Diepoldsau vor 1 Stunde

Ständerätin Esther Friedli referiert über 10-Millionen-Schweiz-Initiative

Im Rahmen ihrer Hauptversammlung organisierte die SVP Diepoldsau eine Informationsveranstaltung mit Ständerätin Esther Friedli und Nationalrat Roland Rino Büchel.

Von pd
aktualisiert vor 1 Stunde

Nach der Hauptversammlung der Ortspartei, in der Präsident Peter Kuster speditiv durch die Traktanden geführt hatte und Dominik Von Aarburg zum neuen Aktuar gewählt worden war, drängten sich gegen 60 interessierte Zuhörerinnen und Zuhörer in den Schiffli-Saal, um dem Referat der St. Galler Ständerätin Esther Friedli beizuwohnen. 

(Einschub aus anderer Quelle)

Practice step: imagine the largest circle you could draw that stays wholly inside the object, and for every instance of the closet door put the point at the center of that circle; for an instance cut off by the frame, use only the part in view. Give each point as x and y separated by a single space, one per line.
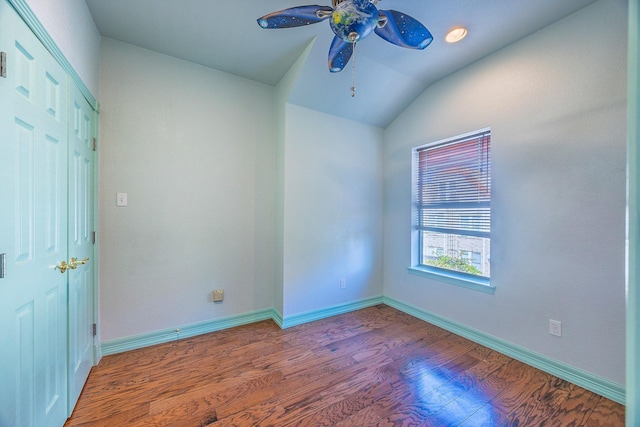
33 230
81 227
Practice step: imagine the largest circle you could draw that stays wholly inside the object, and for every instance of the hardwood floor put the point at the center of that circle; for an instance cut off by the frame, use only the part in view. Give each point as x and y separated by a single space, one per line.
373 367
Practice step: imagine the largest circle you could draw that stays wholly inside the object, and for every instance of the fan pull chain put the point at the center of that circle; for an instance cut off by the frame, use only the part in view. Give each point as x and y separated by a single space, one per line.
353 72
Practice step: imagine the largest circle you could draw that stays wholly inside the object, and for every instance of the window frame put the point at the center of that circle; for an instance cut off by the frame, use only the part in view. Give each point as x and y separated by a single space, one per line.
466 280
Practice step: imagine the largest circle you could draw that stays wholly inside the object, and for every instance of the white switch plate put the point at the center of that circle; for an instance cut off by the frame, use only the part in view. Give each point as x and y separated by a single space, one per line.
121 199
555 327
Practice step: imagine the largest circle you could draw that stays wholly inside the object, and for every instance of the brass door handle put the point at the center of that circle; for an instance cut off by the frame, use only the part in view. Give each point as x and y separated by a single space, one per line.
72 265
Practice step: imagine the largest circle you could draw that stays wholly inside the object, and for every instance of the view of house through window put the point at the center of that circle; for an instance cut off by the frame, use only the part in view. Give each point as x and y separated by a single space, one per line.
452 191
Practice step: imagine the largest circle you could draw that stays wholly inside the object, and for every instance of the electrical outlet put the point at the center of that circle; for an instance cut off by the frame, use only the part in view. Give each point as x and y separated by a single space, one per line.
555 327
121 199
218 295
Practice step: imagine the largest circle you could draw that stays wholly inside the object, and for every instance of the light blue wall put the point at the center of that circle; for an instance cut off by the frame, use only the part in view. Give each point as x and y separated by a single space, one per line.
70 25
194 148
556 104
332 211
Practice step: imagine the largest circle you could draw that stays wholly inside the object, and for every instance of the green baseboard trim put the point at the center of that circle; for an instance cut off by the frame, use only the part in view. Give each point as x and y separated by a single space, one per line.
299 319
594 383
277 317
159 337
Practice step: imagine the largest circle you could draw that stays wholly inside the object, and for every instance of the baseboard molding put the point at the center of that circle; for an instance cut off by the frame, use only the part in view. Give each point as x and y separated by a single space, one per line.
299 319
576 376
159 337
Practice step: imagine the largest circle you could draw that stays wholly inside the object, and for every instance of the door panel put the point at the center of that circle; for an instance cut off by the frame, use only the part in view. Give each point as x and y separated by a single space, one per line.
33 230
81 184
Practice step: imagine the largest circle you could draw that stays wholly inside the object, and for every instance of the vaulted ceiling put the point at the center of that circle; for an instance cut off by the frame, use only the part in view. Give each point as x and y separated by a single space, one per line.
224 35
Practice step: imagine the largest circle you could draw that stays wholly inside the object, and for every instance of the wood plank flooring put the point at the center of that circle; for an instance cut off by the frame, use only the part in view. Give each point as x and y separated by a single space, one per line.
373 367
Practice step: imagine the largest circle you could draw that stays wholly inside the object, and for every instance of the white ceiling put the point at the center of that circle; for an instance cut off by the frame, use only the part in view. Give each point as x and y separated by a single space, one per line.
224 35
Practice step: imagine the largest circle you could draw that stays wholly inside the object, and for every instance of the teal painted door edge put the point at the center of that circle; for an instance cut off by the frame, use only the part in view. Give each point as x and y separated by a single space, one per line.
38 29
576 376
633 219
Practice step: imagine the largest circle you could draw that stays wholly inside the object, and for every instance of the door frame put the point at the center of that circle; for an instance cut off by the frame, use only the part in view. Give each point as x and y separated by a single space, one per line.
633 219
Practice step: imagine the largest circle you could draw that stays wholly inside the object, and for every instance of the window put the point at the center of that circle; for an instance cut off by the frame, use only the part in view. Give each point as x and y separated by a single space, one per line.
452 202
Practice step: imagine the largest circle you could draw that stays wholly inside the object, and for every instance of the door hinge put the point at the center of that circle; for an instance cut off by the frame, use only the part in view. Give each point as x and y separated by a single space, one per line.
3 64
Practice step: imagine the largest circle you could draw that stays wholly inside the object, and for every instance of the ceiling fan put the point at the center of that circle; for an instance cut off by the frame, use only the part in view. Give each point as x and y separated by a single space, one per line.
352 21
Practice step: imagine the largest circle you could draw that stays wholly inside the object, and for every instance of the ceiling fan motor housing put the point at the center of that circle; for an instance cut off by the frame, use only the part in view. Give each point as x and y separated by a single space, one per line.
354 20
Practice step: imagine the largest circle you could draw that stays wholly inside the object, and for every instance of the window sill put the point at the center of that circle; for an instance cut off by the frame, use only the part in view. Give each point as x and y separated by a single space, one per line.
476 283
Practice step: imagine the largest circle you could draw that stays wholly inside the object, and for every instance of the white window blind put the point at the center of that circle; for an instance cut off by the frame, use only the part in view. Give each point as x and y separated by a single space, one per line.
452 194
454 186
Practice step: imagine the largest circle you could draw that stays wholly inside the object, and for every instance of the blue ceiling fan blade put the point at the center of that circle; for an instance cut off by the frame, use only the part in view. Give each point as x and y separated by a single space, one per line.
295 17
403 30
339 54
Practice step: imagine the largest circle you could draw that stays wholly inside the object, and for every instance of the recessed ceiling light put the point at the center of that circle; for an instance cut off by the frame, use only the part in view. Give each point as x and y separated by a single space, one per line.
456 34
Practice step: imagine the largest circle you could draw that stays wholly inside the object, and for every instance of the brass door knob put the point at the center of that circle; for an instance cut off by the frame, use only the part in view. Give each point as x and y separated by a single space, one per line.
72 265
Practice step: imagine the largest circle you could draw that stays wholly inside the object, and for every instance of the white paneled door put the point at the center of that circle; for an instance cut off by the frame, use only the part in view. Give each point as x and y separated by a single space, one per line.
46 195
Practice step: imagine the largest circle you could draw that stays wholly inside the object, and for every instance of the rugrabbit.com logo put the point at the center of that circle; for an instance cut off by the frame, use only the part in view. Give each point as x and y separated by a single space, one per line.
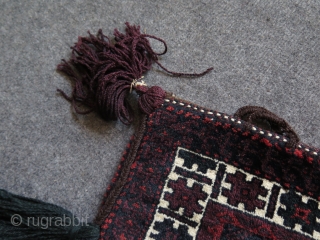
46 222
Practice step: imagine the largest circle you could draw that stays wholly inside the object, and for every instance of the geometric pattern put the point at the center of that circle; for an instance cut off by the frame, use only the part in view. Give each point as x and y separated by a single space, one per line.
193 173
185 197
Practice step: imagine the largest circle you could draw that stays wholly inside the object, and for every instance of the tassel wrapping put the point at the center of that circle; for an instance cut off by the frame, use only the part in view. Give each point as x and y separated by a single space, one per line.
103 72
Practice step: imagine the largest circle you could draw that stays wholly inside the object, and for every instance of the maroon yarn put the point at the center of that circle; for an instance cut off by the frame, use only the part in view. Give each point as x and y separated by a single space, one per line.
104 71
151 98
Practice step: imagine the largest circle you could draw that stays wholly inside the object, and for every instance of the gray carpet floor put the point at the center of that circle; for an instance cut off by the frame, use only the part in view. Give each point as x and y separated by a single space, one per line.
265 53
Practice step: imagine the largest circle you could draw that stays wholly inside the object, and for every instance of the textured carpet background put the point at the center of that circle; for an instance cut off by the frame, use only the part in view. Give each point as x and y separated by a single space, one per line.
265 53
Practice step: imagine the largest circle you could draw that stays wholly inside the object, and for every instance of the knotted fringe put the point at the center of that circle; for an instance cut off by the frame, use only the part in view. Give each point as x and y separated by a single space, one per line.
27 218
104 72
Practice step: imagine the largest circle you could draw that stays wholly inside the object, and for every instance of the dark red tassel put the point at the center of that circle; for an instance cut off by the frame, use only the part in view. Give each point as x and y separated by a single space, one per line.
104 73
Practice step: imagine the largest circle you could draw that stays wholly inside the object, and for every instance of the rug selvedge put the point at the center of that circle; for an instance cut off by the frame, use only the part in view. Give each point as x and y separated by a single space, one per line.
201 174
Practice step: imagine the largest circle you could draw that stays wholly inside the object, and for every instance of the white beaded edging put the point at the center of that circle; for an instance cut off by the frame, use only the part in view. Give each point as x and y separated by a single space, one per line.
238 122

Bei den Ausführungen von Friedli ging es zuerst um die aktuellen Geschäfte im Ständerat und um die Auswirkungen der neuen EU- Verträge auf die Schweizer Souveränität. Hauptthema des Abends war aber die Initiative «Keine 10- Millionen- Schweiz», die verlangt, dass die ständige Wohnbevölkerung der Schweiz unter 10 Millionen bleiben soll.  

Individuelles Wohlbefinden würde sich verschlechtern

Esther Friedli schilderte die negativen Auswirkungen eines immer dichter besiedelten Landes auf Bevölkerung, Ressourcen und Natur. Selbst wenn der «monetäre Wohlstand» durch Zuwanderung möglicherweise wachsen würde, so würde sich das «individuelle Wohlbefinden» verschlechtern. Durch Dichtestress, Wohnungsnot, Verkehrsstaus, zunehmende Kriminalität, Ressourcenverknappung und kostspieligen Infrastrukturbedarf. 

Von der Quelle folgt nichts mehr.